Восьмерка (Прилепин) - страница 147

Отец мой слова понимал, но не отвечал. Иногда кивал, чаще закуривал — закуривать было одним из привычных ему способов ответа. Он изредка мог закурить, устало не соглашаясь, но чаще закуривал, спокойно принимая сказанное собеседником.

Мы сидели на майском берегу, под щедро распустившимся летним солнцем, у тонкой реки и быстрой воды. Вода называлась Истье, а недалекая деревня — Истцы. Вокруг стоял просторный и приветливый в солнечном свете сосновый лес. Высокими остриями он стремился в небо. Если лечь на спину и смотреть вверх — промеж крон, — начнет казаться, что сосны вот-вот взлетят, вырвавшись из земли, и унесут в своих огромных корнях, как в когтях, целый материк. И меня на нем.

Когда Корин являлся из теплых речных вод, он ненадолго зарывал свои узлы в золотистый песок и блаженствовал, расчесывая бороду цепкими крючковатыми пальцами.

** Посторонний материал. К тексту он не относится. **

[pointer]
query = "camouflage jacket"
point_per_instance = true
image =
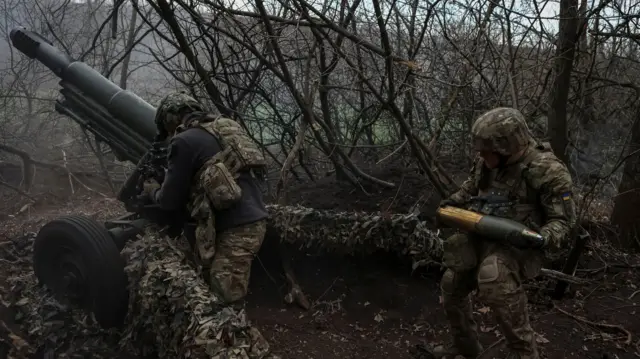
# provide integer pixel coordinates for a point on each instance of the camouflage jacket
(540, 187)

— Захар, ты дурак! — каркающим голосом восклицал Корин. Все друзья называли отца Захаром, хотя он был Никола Семенов сын. Дураком, между прочим, его не называл никто.

Отец подергивал плечами, словно по нему ползала большая грязная муха.

Вид отца не располагал даже к тому, чтобы немного повысить на него голос. Он был выше всех мужчин, которых я успел к тому времени увидеть. Плечи у него были круглые и пахли как если с дерева, быть может сосны, ободрать кору и прижаться щекой. Каждый день отец играл в большой комнате двухпудовой гирей, всячески подбрасывая ее вверх и ловко ловя, но мне всегда было жутко, что она вырвется, пробьет стену и убьет маму на кухне.

У отца были самые красивые руки в мире.

Он умел ими запрягать лошадь, пахать, косить, срывать высокие яблоки, управлять лодкой, в том числе одним веслом против течения, очень далеко заплывать в отсутствие лодки, водить по суше мотоцикл, автомобиль, грузовик и трактор, строить бани и дома, рисовать тушью, маслом и акварельными красками, лепить из глины, вырезать по дереву, весело играть в волейбол и в теннис, составить достойную партию хорошему шахматисту, писать каллиграфическим почерком все что угодно, а также обычным почерком писать стихи, показывать фокусы, завязывать редкостные морские узлы и петли, красиво нарезать хлеб, ровно разливать водку, профессионально музицировать на аккордеоне, баяне, гармошке и гитаре, в том числе проделывая это на любых свадьбах, попутно ровно разливая водку, гладить свои рубашки, гладить меня по голове, но это реже.

Я еще не знал, что не унаследую ни одно из его умений. Наверное, я могу погладить себя по голове, но ничего приятного в этом нет.

Отец наверняка мог бы стать гончаром или пекарем или кем угодно, если ему хоть раз в жизни кто-нибудь недолго показал, как это делается.